Fighting wildfire is different than responding to a house fire or what is commonly referred to as a “structure fire.” The firefighters dig a line around the blaze using bulldozers and hand tools like axes. While those tankers you see dropping water from the sky help to cool the fire, they don’t necessarily put it out. They just slow the rapid spread. Therefore, when someone says, “why don’t y’all just drop some water on it?” wildland firefighters will likely respond with an eye roll.
After a couple of years in wildfire response, I got my own opportunity to give back when I was ordered as a public information officer to assist with Hurricane Sandy cleanup. I flew with a team to New York City the day after Christmas 2012. We worked out of freezing trailers for three weeks and got to learn from the FDNY firefighters, who are some of the finest people I’ve ever met.

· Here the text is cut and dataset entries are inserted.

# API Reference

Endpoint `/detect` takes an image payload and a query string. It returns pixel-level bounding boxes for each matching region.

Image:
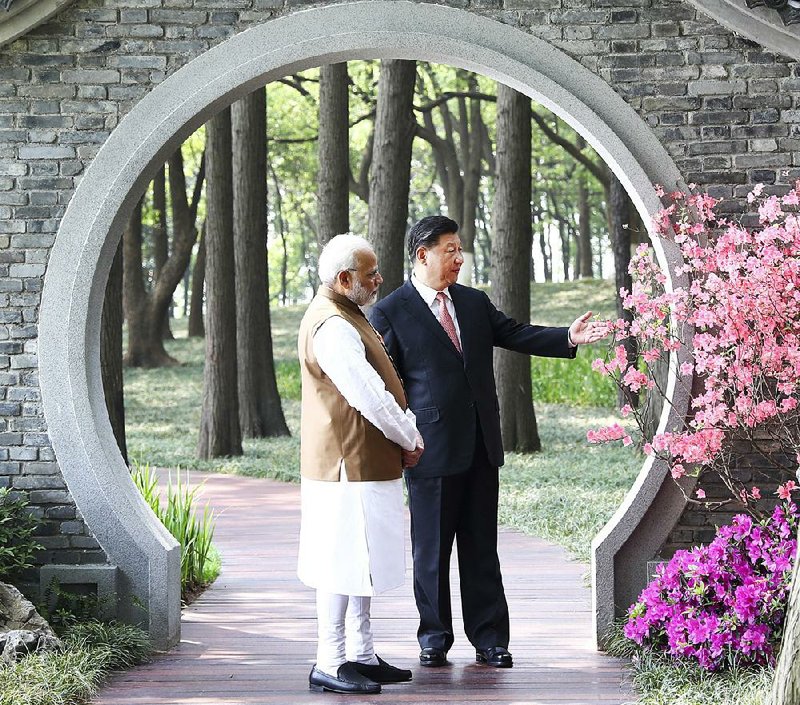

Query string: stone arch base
[39,1,691,650]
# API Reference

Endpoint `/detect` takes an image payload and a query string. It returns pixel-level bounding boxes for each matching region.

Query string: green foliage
[131,462,217,598]
[38,579,109,632]
[0,487,43,579]
[0,620,151,705]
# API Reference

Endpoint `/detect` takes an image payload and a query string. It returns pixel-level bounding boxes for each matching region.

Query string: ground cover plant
[0,620,151,705]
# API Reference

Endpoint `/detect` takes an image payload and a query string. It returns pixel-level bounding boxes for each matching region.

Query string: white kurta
[297,315,418,596]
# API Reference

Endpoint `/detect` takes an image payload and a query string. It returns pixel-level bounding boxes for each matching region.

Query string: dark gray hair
[406,215,459,262]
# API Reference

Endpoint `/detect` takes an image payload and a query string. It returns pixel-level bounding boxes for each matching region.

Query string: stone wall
[0,0,798,600]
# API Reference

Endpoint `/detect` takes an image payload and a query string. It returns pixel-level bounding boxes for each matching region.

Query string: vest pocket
[412,406,440,424]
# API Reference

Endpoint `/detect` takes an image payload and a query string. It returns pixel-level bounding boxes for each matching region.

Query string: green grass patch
[0,620,151,705]
[499,404,639,563]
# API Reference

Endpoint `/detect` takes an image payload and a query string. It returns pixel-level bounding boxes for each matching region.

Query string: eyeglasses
[347,268,381,281]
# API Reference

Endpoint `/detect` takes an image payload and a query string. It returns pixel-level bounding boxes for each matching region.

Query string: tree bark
[198,108,242,458]
[232,89,289,439]
[124,149,205,367]
[101,237,127,463]
[608,171,639,409]
[152,164,173,340]
[188,223,206,338]
[318,63,350,246]
[491,83,540,452]
[368,59,417,298]
[771,555,800,705]
[578,175,594,279]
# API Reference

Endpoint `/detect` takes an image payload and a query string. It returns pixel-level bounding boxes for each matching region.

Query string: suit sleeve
[483,291,576,359]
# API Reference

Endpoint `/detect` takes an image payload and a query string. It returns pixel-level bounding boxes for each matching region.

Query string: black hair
[406,215,459,262]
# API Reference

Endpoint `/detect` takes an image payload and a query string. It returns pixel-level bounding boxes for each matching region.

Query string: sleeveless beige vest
[298,287,408,482]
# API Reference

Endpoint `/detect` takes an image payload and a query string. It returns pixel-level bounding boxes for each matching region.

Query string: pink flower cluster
[624,501,800,670]
[589,183,800,481]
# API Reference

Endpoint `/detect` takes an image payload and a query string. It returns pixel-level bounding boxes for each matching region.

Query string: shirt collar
[411,274,451,308]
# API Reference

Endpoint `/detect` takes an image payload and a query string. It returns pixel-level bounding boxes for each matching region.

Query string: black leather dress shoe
[476,646,513,668]
[308,663,381,694]
[419,647,447,667]
[348,655,412,683]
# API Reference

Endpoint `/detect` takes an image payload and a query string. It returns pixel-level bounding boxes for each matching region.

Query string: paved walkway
[93,471,633,705]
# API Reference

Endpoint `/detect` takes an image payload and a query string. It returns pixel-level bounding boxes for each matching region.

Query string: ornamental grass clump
[624,500,799,671]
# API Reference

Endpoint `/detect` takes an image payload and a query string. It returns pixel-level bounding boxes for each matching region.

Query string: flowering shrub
[624,500,799,670]
[590,182,800,504]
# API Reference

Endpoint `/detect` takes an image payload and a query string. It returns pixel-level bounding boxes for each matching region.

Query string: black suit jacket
[369,280,576,478]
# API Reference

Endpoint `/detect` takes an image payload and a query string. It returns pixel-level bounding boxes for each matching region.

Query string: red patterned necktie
[436,291,462,354]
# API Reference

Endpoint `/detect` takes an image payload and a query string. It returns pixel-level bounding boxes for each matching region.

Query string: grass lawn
[125,279,641,563]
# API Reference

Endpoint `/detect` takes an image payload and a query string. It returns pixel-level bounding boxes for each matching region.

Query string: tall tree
[198,108,242,458]
[188,224,205,338]
[575,136,594,279]
[232,88,289,439]
[152,165,173,339]
[368,59,417,297]
[124,149,205,367]
[101,237,127,462]
[317,63,350,245]
[492,83,541,452]
[414,70,487,286]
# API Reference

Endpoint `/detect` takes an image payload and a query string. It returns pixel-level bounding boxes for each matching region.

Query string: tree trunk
[122,197,173,366]
[124,149,205,367]
[368,59,417,298]
[491,83,540,453]
[578,174,594,279]
[608,172,639,409]
[188,223,205,338]
[771,555,800,705]
[232,89,290,439]
[318,63,350,246]
[152,164,173,340]
[198,108,242,458]
[101,237,127,463]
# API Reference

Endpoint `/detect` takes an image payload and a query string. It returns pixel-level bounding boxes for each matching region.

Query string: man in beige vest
[298,234,423,695]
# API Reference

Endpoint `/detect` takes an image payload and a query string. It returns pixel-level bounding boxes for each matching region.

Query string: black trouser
[405,431,509,652]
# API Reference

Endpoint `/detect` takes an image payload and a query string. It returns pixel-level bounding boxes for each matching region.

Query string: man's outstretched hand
[569,311,612,346]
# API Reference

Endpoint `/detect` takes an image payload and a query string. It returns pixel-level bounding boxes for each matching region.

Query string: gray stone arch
[38,0,692,650]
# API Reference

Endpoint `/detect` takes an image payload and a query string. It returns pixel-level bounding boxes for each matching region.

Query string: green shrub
[0,487,43,579]
[0,619,151,705]
[131,462,217,599]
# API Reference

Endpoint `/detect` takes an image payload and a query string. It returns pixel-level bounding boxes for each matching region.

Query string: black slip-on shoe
[348,655,412,683]
[419,647,447,667]
[476,646,513,668]
[308,663,381,694]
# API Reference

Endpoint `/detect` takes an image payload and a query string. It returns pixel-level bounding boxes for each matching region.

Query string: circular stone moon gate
[0,0,795,651]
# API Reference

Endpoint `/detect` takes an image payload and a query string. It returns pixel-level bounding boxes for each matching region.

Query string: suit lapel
[400,280,463,361]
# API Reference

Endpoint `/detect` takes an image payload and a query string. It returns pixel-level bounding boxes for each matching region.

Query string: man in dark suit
[369,215,608,670]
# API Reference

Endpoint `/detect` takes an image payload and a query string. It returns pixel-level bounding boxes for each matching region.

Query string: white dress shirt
[411,274,462,347]
[298,314,417,596]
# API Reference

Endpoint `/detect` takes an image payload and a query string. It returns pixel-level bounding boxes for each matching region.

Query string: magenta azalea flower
[623,501,799,670]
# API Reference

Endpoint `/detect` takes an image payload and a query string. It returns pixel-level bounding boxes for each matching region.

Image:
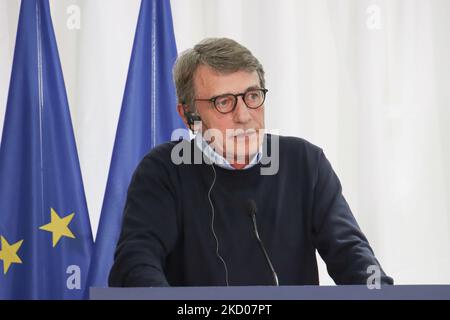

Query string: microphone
[244,199,279,286]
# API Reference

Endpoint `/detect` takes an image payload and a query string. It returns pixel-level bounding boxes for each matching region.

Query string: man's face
[188,64,265,162]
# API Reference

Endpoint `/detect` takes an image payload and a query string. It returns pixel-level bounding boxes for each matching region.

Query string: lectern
[90,285,450,300]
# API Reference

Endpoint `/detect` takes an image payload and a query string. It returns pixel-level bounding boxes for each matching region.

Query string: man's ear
[177,103,189,128]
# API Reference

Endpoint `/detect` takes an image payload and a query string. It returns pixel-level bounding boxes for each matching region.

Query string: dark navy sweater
[109,135,393,286]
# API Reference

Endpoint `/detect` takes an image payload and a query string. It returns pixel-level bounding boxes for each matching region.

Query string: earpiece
[185,111,202,127]
[182,103,202,130]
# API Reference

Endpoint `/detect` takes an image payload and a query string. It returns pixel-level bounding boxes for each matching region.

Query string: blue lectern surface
[90,285,450,300]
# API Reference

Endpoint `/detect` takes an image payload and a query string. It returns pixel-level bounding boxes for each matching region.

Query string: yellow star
[39,208,76,247]
[0,236,23,274]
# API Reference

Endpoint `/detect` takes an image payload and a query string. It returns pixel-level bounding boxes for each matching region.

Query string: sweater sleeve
[311,150,394,285]
[108,152,179,287]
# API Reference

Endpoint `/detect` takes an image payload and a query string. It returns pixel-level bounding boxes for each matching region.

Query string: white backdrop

The accompanying photo shows Justice Jones, who was a member of our Lone Star Incident Management Team, FDNY firefighters Walter Kowalksi and Sean Johnson and myself. Walter took me for my first “slice of pie” at a Manhattan diner. Sean gave me a tour of FDNY headquarters and indulged me as I wanted my picture taken in front of every single major landmark in the city.
Imagine my surprise when last week – stranded at a hotel in east Texas – I saw a local news report that showed a team from FDNY was on their way to Houston to assist with Harvey aftermath.
The news report showed the picture that accompanies this column, and also showed a picture of my friend Sean Johnson, who had just arrived at Texas A&M Forest Service headquarters in College Station to help the team as a public information officer.
It’s a small world, folks. We should be good to one another not just for purposes of karma or because we might one day need someone to help us. The rewards of helping others are so great, and it genuinely restores my faith in humanity to see how people rise above the ashes – or the cresting bodies of water – in times of catastrophe.